Brilhante!
O filme espanhol “O poço” do diretor Galder Gaztelu- Urruti, categorizado como terror é, na verdade, um filme bastante filosófico, uma vez que o enredo retrata de forma absurdamente criativa a maneira como nossa sociedade está formada e como nos comportamos como indivíduos: egoisticamente. Neste caso, considerando a alta semelhança com a forma como a nossa sociedade está estruturada e assim a aceitamos, podemos encarar o longa como terror, no mais, trata-se de um filme de ação e suspense.
O longa chama atenção do início ao fim, numa narrativa inicialmente leve, com diálogos em um único cenário entre os dois personagens principais. Uma obra provavelmente muito barata, se comparada à grandes produções, mas de alto nível em vários aspectos.
“O poço” não é um filme para crianças, tampouco para quem não deseja refletir ou tem o estômago sensível. O enredo obriga à inúmeras reflexões. Ao mesmo tempo que instiga pela sua originalidade, incomoda por escancarar o nosso pior lado como seres humanos.
O protagonista acorda numa espécie de prisão, chamada de poço, no andar 48, acompanhado de um senhor de idade, um tanto sarcástico, que acaba explicando a dinâmica do local, no sentido de funcionamento e sobrevivência. Os inquilinos do poço são prisioneiros, que chegaram até ali sem saber ao certo de como o mesmo funciona. Alguns vieram voluntariamente, em troca de um certificado homologado.
A ideia é aparentemente simples. O poço tem muitos andares, cada andar, dois prisioneiros e eles nunca saem. O andar zero faz parte da administração, que é responsável por cozinhar inúmeras iguarias, incluindo a comida favorita de cada prisioneiro. Uma plataforma, parecida com uma imensa mesa fica absolutamente cheia de comida e desce por todo o poço uma vez por dia. A plataforma para por pouco tempo em cada andar, permitindo que os prisioneiros comam somente neste momento e não fiquem com nada para depois.
O grande problema da trama é que quem está nos andares superiores come muito bem e conforme se está abaixo come-se cada vez menos, ou pior: não come.
A administração do poço enxerga o mesmo como uma forma de educação vertical, enquanto alguns personagens acreditam que através desta experiência pode-se chegar a solidariedade espontânea, após o aprendizado e sofrimento, uma vez que, assim como na vida, os personagens trocam de lugar.
Uma vez por mês, todos mudam de andar, sem nunca saber para onde vão. Ou seja, hoje se pode estar abaixo, não comendo quase nada e no dia seguinte, na fartura. Assim como as voltas que a vida dá no mundo real. A grande questão é que com esta dinâmica, quem passou fome nos andares de baixo supostamente poderia se solidarizar com quem está abaixo, já que também passou por esse desespero, mas a maioria que chega nos andares de cima, prefere se fartar, ignorar e menosprezar os que estão abaixo.

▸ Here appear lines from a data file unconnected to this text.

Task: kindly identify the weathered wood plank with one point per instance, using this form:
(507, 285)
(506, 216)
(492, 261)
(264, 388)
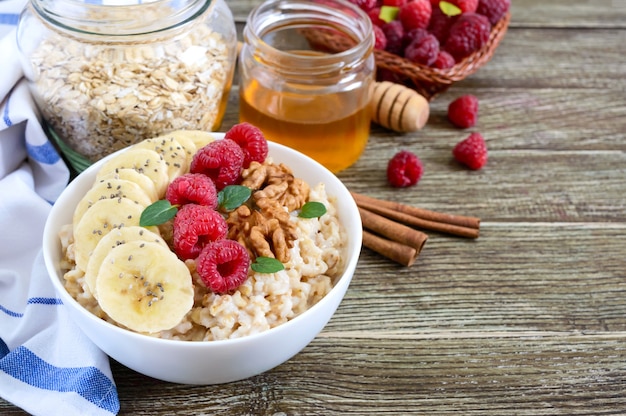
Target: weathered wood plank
(526, 375)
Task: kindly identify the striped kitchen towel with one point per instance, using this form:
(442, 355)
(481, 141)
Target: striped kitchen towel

Alguma semelhança com a sociedade criada por nós? Todas!
Cada andar representa um nível da classe social. Quem está acima detém a fartura e a decisão sobre o quanto sobra para quem está abaixo. Comida é o bem primordial à vida do ser humano e por isso no filme representa tudo.

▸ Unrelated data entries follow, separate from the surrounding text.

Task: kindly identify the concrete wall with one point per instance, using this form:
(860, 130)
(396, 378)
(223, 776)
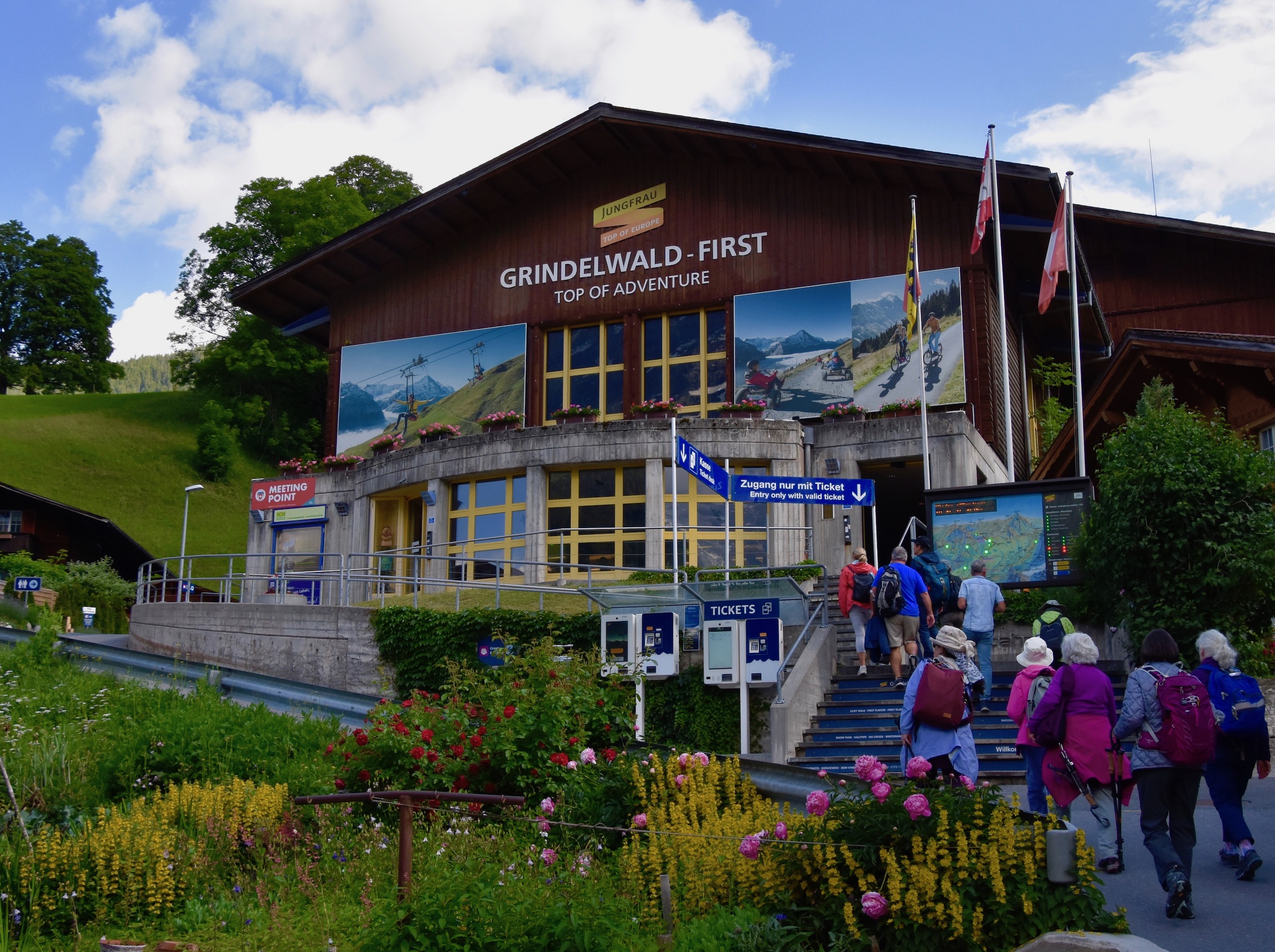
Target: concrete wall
(318, 645)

Claro que nos andares mais inferiores não chega comida alguma, o que provoca o horror do filme, demonstrando o que o homem é capaz de fazer por instinto de sobrevivência.
O cenário é um só. Poucos personagens e muitos figurantes. Uma obra excepcional que demonstra o poço como a sociedade capitalista e o ser humano como ele é.
Poucos são os personagens que refletem a situação do poço e desejam lutar para que aquilo se transforme numa dinâmica solidária, afinal, se os integrantes dos andares superiores comessem apenas o necessário, todos do poço teriam o suficiente para se alimentar, mas não é o que acontece.
O filme é brilhante porque é simples demais, criativo, original. Reflete perfeitamente a nossa realidade e tem um final igualmente fantástico, quando mostra que o futuro e a possibilidade de mudança está sempre na geração seguinte ou numa esperança através de um gesto de solidariedade, como se decidir compreender seu fim!
Coincidência ou não, são 333 andares, o que resulta em 666 prisioneiros!
É óbvio que vale a pena assistir!
2 Comments
Carol, parabéns pela leitura do filme!
Eu e o meu filhote pegamos a essência desde o início, e faço questão de salientar que, foi ele (meu filho) quem citou, no início, que o mesmo se tratava sobre divisões na sociedade, e compreendemos facilmente a mensagem.
Super beijo, e sucesso!
vcs sao uma dupla muito top, Rodrigo!!!!! Obrigada!!!!